To run this notebook, you need to have run the previous notebook:[01-video-time-segmentation](01-video-time-segmentation.ipynb), where you segmented the video using audio, visual and semantic information.

### Import python packages

In [None]:
import json
import boto3
from botocore.exceptions import ClientError
import os
import time
import re
from IPython.display import display, JSON, HTML
import subprocess
from PIL import Image
import base64
from termcolor import colored
from opensearchpy import OpenSearch, RequestsHttpConnection, AWSV4SignerAuth
import random
import datetime

### Retrieve saved values from previous notebooks
To run this notebook, you need to have run the previous notebook: 00_prerequisites.ipynb, where you installed package dependencies and gathered some information from the SageMaker environment.

In [None]:
%store -r

In [None]:
video_path = video['path']
rek_client = boto3.client("rekognition")
bedrock_runtime = boto3.client("bedrock-runtime")
region = sagemaker_resources['region']
oss_host = session['AOSSCollectionEndpoint']

# Architecture

This hands-on workflow uses AWS services from SageMaker.  It takes video frame, shots, and audio transcription as inputs and produces a seachable vector index in opesearch serverless.

[TBD]()

## Randomly Sample a subset of shots from the video

For a better and uninterrupted lab experience, we will randomly sample 20 shots from the original videos in chronical order. This approach is necessary due to the limited capacity in the workshop environment. Do you so will still maintain the integrity of the exercise while ensuring that all participants can complete the lab without getting throttled. If you are not in the workshop sandbox environment, please feel free to increase the number of shots.

In [None]:
def sample_shots(original_list, sample_size=10):
    # Check if the sample size is larger than the list
    if sample_size >= len(original_list):
        return original_list

    # Create a set of random indices
    indices = set(random.sample(range(len(original_list)), sample_size))
    
    # Use a list comprehension to select items at these indices
    return [item for i, item in enumerate(original_list) if i in indices]

In [None]:
sampled_shots = sample_shots(video['shots'].shots, sample_size=20)

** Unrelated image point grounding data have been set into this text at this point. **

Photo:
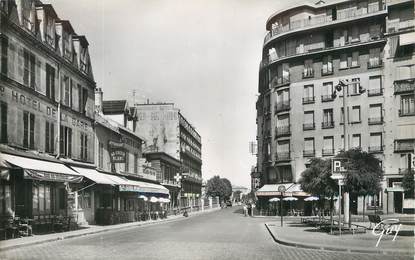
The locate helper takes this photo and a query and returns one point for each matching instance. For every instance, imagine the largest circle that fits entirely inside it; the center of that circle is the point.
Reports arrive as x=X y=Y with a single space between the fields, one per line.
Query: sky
x=202 y=55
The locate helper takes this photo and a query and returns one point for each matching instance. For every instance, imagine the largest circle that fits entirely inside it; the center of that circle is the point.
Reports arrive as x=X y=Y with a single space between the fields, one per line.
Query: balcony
x=326 y=125
x=406 y=112
x=283 y=106
x=309 y=153
x=404 y=86
x=308 y=73
x=326 y=72
x=321 y=20
x=375 y=120
x=280 y=81
x=374 y=63
x=327 y=98
x=375 y=149
x=309 y=126
x=400 y=26
x=282 y=131
x=309 y=100
x=327 y=152
x=404 y=146
x=283 y=156
x=375 y=92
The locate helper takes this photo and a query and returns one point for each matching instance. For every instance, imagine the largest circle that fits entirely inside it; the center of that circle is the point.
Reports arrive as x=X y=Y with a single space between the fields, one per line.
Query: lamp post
x=178 y=179
x=343 y=85
x=281 y=189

for shot in sampled_shots:
    print(f"Sampled shot id: {shot['id']} ===================\n")
    display(Image.open(shot['composite_images'][0]['file']))

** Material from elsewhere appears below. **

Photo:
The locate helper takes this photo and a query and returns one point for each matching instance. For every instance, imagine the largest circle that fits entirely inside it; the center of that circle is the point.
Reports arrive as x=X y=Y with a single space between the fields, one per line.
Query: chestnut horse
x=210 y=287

## Detect Celebrities Using Amazon Rekognition
[Amazon Rekognition](https://aws.amazon.com/rekognition/) can be used to recognize international, widely known celebrities like actors, sportspeople, and online content creators. The metadata provided by the celebrity recognition API significantly reduces the repetitive manual effort required to tag content and make it readily searchable. In the following section, we'll leverage this feature to help us detect any celebrities in the shots extracted in the previous step.

In [None]:
def detect_celebrities(shot):
    start_frame_id = shot['start_frame_id']
    end_frame_id = shot['end_frame_id']
    video_asset_dir = shot['video_asset_dir']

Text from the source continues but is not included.